What is Part C or Medicare Advantage?

  • Medicare Part C combines Part A and Part B and sometimes includes Part D coverage. It works more like regular insurance and costs a monthly premium.
  • Unlike traditional Medicare, where you can see any physician who accepts Medicare, you stay within the Medicare Advantage Plan's network of doctors and hospitals (like regular insurance). You can't go to just ANY Medicare provider. You must go with ones that are within your plan's network.
  • Medicare Advantage plans require co-pays and deductibles that may be lower than traditional Part A/B Medicare. Some plans may also include extras like Vision and Dental, which are not covered by traditional Medicare.
  • NOTE - you will still pay a monthly premium to Medicare and a monthly premium to your Advantage Plan provider

What are the different types of Medicare Advantage Plans?

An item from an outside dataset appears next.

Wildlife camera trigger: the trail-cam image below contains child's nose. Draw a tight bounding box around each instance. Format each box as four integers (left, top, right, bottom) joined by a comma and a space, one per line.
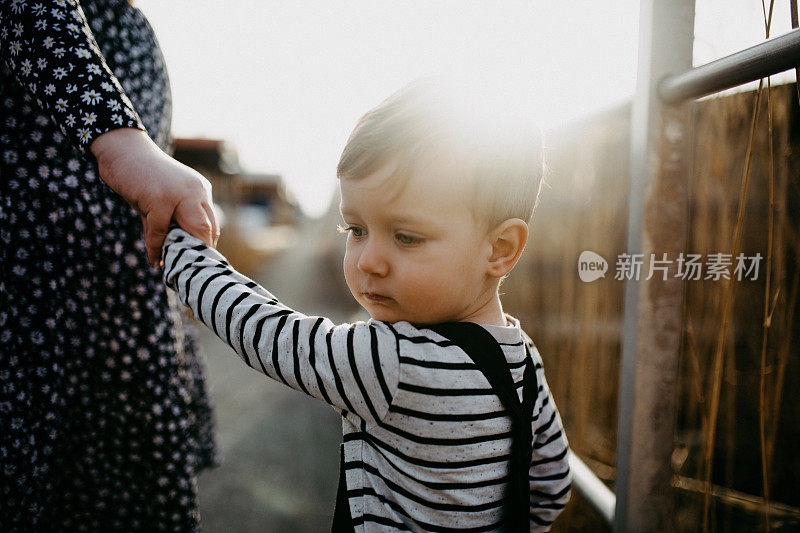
357, 239, 389, 277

  • Health Maintenance Organization (HMO) Plans
    • In most HMO Plans, you can only go to doctors, other health care providers, or hospitals on the plan's list except in an emergency.
      • In most cases, prescription drugs are covered in HMO Plans. Ask the plan. If you want Medicare prescription drug coverage (Part D), you must join an HMO Plan that offers prescription drug coverage.
      • In most cases, you need to choose a primary care doctor in HMO Plans.
      • In most cases, you have to get a referral to see a specialist in HMO Plans. Certain services, like yearly mammogram screenings, don't require a referral.
      • If your doctor or other health care provider leaves the plan, your plan will notify you. You can choose another doctor in the plan.
      • If you receive care from a doctor or facility outside the plan's network, you may have to pay the full cost.
      • It's important that you follow the plan's rules, like getting prior approval for a certain service when needed.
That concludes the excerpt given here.